Typically, sound is not considered as more than just the music pulsing through earbuds, sirens and car horns, a neighbors house party, crickets on a summer night. Music has commonly been used for expression, enjoyment, education. It has been found to affect stress, which may be one reason people keep music at close hand throughout their lives. Sound is everywhere, even at times when we think there’s nothing to be heard…

One such sound is ultrasound, which is so high-pitched as to be inaudible to the human ear. Yet it has been harnessed for use in non-invasive medical examinations for quite some time now, sonograms being one common example.

A recent scientific study, published September 15, 2015, successfully discovered a new capability for sound: controlling neurons. The process has been called sonogenetics, the use of ultrasound to activate or silence specific neurons in the brain. Harassing the ability to target individual cells could revolutionize medical practices concerning cell malignancy or deterioration.

“A major challenge in neuroscience is to reliably activate individual neurons, particularly those in deeper brain regions. Current optogenetic approaches require invasive surgical procedures to deliver light of specific wavelengths to target cells to activate or silence them. Here, we demonstrate the use of low-pressure ultrasound as a non-invasive trigger to activate specific ultrasonically sensitized neurons in the nematode, Caenorhabditis elegans [worm].”

Light used during optogenetics scatters in tissue and does not easily reach the interior of a body. Sound waves, on the other hand, travel right through to the cells a doctor or scientist targets. It has in the past been tested in studies concerned with brain cancer and Alzheimer’s disease.

During the conducted experiment, ultrasound was directed at a worm that had been coated in gas-filled bubbles that conducted the ultrasound waves through affected pores called TRP-4. The worms inner neurons, specifically those that controlled movement, could thus be directly affected by ultrasound waves. In response to the sound waves, the worm entirely reversed its forward movement. Humans can similarly have gas bubbles injected into their bloodstreams to facilitate the passage of ultrasound waves, improving the outlook for further advances in sonogenetics.

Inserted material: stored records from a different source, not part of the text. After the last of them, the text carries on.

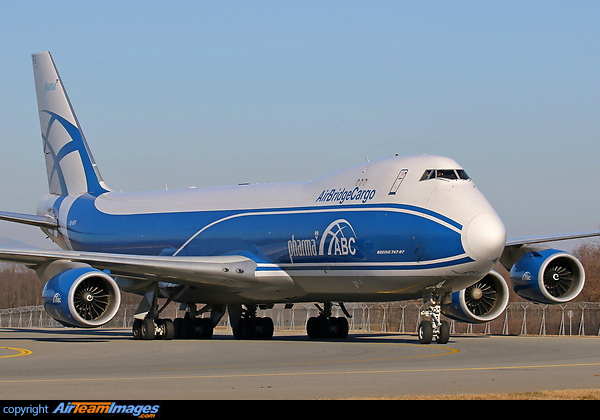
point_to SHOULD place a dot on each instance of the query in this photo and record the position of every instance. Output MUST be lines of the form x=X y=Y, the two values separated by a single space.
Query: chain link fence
x=520 y=318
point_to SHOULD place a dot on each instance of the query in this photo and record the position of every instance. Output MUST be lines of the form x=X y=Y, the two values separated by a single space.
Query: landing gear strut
x=434 y=328
x=326 y=326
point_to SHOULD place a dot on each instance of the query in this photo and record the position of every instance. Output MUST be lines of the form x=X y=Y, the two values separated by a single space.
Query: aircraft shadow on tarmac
x=107 y=335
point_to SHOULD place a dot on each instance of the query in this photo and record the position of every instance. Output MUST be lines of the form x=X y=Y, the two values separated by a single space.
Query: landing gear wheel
x=444 y=334
x=339 y=327
x=165 y=329
x=137 y=329
x=425 y=332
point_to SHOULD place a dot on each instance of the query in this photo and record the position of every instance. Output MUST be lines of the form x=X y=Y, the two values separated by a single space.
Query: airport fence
x=520 y=318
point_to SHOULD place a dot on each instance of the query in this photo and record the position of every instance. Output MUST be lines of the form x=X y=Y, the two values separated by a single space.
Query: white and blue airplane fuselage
x=405 y=227
x=372 y=232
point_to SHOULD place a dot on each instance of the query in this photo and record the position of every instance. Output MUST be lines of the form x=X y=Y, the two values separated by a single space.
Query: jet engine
x=480 y=302
x=547 y=276
x=80 y=296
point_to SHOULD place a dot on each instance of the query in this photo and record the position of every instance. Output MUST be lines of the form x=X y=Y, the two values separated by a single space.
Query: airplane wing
x=231 y=271
x=515 y=248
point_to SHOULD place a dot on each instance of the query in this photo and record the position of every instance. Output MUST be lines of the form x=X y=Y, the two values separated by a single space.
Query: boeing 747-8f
x=405 y=227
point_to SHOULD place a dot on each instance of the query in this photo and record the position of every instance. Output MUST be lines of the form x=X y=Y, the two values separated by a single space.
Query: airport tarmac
x=107 y=364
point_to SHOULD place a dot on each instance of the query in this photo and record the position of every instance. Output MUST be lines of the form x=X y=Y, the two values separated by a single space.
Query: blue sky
x=197 y=93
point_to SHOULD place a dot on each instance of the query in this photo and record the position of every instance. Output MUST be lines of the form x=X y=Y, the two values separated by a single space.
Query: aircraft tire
x=147 y=329
x=137 y=329
x=425 y=332
x=444 y=334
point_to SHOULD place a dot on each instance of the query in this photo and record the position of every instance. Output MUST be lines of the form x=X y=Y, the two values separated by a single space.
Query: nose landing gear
x=434 y=328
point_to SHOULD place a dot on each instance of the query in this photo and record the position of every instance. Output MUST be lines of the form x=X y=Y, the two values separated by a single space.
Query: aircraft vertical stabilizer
x=69 y=163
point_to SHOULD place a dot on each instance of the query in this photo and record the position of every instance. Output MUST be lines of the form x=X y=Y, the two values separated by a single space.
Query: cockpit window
x=445 y=174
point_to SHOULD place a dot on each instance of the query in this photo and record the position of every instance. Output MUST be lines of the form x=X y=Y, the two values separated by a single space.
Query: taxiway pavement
x=107 y=364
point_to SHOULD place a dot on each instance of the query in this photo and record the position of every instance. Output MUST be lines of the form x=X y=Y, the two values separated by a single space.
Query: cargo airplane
x=404 y=227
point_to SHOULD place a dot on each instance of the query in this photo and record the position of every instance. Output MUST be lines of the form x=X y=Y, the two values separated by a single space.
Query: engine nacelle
x=548 y=276
x=480 y=302
x=81 y=297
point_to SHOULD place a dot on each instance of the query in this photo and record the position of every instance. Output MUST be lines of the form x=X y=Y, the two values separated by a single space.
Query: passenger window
x=445 y=174
x=462 y=174
x=426 y=174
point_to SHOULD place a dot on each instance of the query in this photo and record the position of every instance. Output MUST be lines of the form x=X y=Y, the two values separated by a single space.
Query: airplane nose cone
x=485 y=237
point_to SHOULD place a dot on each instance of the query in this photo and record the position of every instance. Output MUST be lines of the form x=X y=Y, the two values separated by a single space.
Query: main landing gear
x=434 y=328
x=148 y=325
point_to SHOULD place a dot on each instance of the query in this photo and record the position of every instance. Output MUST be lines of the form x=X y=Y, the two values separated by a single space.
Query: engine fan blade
x=480 y=298
x=91 y=299
x=558 y=279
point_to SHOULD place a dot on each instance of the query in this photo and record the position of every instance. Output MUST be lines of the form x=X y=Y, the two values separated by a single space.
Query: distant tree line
x=20 y=286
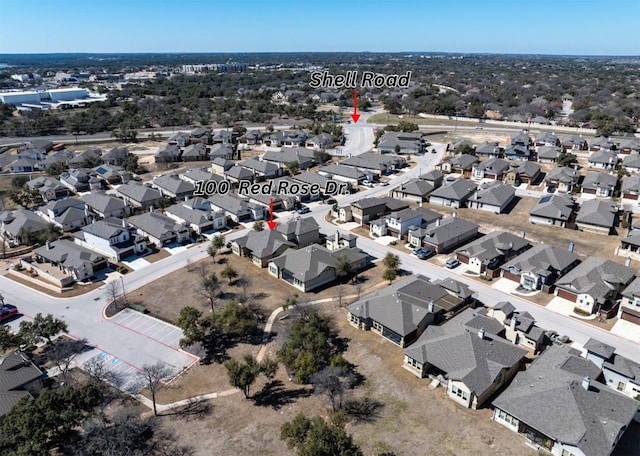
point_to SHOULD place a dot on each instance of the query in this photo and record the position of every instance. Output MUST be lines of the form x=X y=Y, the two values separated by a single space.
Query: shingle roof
x=550 y=398
x=596 y=277
x=456 y=349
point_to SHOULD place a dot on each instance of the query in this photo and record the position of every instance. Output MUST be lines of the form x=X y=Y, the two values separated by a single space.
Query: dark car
x=423 y=253
x=7 y=312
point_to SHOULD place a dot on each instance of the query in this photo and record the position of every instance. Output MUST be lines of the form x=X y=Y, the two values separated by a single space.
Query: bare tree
x=113 y=291
x=152 y=377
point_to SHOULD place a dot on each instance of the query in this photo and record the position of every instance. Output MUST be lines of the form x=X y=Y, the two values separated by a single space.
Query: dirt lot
x=411 y=419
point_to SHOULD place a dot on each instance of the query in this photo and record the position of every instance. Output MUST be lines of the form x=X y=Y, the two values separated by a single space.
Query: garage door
x=567 y=295
x=511 y=276
x=629 y=315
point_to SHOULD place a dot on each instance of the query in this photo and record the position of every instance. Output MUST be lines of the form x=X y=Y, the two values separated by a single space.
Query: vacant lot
x=411 y=419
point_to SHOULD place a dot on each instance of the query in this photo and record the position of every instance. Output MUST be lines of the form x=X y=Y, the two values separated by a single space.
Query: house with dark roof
x=597 y=216
x=526 y=173
x=595 y=284
x=112 y=238
x=603 y=159
x=314 y=266
x=398 y=223
x=619 y=373
x=562 y=179
x=539 y=267
x=558 y=406
x=19 y=378
x=195 y=152
x=14 y=224
x=138 y=195
x=599 y=184
x=196 y=216
x=492 y=197
x=67 y=262
x=630 y=303
x=445 y=235
x=468 y=353
x=459 y=164
x=402 y=311
x=413 y=190
x=454 y=193
x=548 y=154
x=172 y=186
x=493 y=168
x=48 y=187
x=160 y=229
x=552 y=210
x=485 y=255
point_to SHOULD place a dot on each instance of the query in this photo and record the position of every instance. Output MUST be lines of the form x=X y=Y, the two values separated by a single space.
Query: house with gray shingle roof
x=474 y=361
x=562 y=179
x=78 y=263
x=453 y=193
x=595 y=284
x=413 y=190
x=485 y=255
x=600 y=184
x=539 y=267
x=49 y=188
x=112 y=238
x=19 y=378
x=620 y=373
x=445 y=235
x=558 y=403
x=493 y=168
x=138 y=195
x=492 y=197
x=314 y=266
x=552 y=210
x=401 y=312
x=173 y=187
x=105 y=206
x=160 y=229
x=632 y=163
x=597 y=216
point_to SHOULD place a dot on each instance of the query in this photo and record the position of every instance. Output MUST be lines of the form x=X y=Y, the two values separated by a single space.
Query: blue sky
x=589 y=27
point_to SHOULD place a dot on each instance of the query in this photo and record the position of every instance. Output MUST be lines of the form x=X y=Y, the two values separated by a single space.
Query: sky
x=565 y=27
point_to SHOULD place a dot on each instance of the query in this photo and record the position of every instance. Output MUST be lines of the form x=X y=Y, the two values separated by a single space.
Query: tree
x=152 y=377
x=292 y=167
x=41 y=328
x=217 y=243
x=315 y=437
x=391 y=261
x=389 y=274
x=243 y=375
x=36 y=427
x=229 y=273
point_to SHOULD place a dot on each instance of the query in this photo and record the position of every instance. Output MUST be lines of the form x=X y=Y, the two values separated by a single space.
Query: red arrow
x=271 y=223
x=355 y=116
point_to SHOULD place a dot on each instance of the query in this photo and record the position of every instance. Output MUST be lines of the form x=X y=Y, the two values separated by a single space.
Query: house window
x=460 y=392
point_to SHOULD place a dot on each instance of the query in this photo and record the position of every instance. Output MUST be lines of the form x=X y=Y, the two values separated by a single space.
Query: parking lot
x=150 y=327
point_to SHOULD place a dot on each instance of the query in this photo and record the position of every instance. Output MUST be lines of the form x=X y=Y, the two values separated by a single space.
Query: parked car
x=452 y=263
x=423 y=253
x=7 y=312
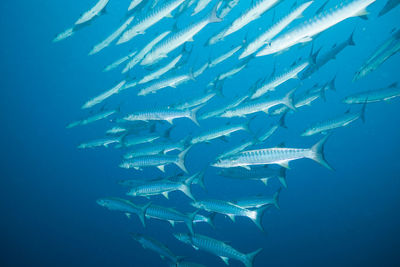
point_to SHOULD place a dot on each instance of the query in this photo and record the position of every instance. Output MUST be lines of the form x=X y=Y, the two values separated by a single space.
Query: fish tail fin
x=181 y=160
x=350 y=41
x=288 y=100
x=142 y=214
x=257 y=216
x=249 y=259
x=193 y=114
x=213 y=15
x=276 y=198
x=317 y=151
x=189 y=221
x=282 y=177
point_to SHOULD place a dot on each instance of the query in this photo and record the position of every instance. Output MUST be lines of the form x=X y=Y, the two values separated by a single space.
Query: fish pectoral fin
x=161 y=168
x=284 y=164
x=246 y=167
x=225 y=259
x=232 y=217
x=165 y=194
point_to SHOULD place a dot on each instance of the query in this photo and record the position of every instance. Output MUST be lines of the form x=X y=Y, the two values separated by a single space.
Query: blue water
x=49 y=217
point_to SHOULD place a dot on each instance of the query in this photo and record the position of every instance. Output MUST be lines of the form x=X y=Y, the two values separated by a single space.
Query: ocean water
x=49 y=187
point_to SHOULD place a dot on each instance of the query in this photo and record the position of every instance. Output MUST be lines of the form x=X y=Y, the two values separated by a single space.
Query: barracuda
x=174 y=41
x=124 y=206
x=319 y=23
x=279 y=26
x=158 y=161
x=280 y=79
x=149 y=19
x=218 y=248
x=280 y=156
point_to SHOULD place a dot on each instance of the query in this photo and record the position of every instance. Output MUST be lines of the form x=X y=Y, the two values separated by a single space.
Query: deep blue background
x=48 y=187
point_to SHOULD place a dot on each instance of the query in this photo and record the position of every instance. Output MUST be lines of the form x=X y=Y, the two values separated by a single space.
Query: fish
x=177 y=39
x=221 y=110
x=173 y=82
x=278 y=155
x=156 y=246
x=231 y=210
x=328 y=125
x=154 y=149
x=95 y=11
x=119 y=61
x=97 y=48
x=162 y=187
x=292 y=73
x=201 y=4
x=384 y=94
x=389 y=48
x=103 y=96
x=260 y=173
x=218 y=248
x=139 y=56
x=158 y=161
x=306 y=31
x=256 y=202
x=253 y=13
x=125 y=206
x=99 y=116
x=171 y=215
x=202 y=100
x=318 y=62
x=148 y=19
x=255 y=106
x=164 y=115
x=224 y=57
x=100 y=142
x=219 y=132
x=279 y=26
x=390 y=4
x=158 y=73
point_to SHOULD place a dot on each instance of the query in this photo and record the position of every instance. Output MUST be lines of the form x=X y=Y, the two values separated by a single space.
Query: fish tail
x=249 y=258
x=276 y=198
x=318 y=153
x=193 y=114
x=288 y=99
x=213 y=15
x=282 y=177
x=181 y=161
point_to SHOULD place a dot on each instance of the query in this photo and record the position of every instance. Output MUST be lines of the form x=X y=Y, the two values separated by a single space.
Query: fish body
x=277 y=155
x=319 y=23
x=156 y=246
x=175 y=40
x=218 y=248
x=100 y=98
x=372 y=96
x=218 y=133
x=93 y=12
x=279 y=26
x=169 y=82
x=262 y=174
x=139 y=56
x=149 y=19
x=224 y=57
x=253 y=13
x=279 y=79
x=259 y=105
x=97 y=48
x=124 y=206
x=158 y=161
x=158 y=73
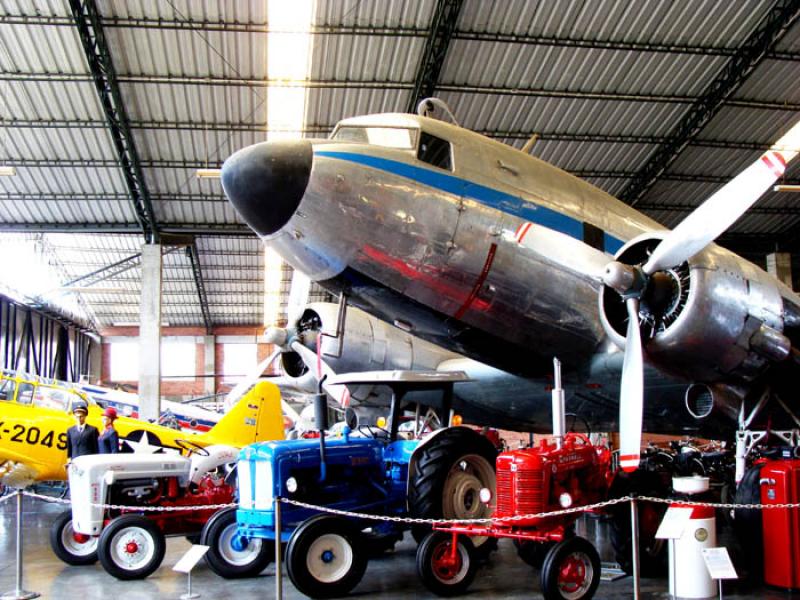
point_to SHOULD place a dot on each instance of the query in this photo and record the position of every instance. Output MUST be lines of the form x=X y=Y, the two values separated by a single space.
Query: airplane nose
x=266 y=182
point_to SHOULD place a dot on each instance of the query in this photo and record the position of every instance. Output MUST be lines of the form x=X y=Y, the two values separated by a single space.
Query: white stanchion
x=19 y=593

C. elegens, the test subject. https://cbs.umn.edu/cgc/what-c-elegans
C. elegens, the test subject.

One thing to consider, however, is that worms have an extremely simple nervous system. Michael Hausser, professor of neuroscience at University College London, explained in an interview with the BBC that

“…the worm is only 1mm long…with the neurons only 25 micrometres beneath the surface: a quarter of the diameter of a human hair. This makes it an ideal organism for ultrasound to influence neural activity…It will be a much greater challenge to get such a technique to work in a big brain within a skull.”

Advances in scientific usage of sound presents a new way to appreciate just how significant a role sound plays in our world, heard and unheard. Just as music industries use sound to satisfy listeners, the medical and scientific industries are using sound to advance their healing abilities. Maybe one day ultrasound treatments will be as common as turning on the radio.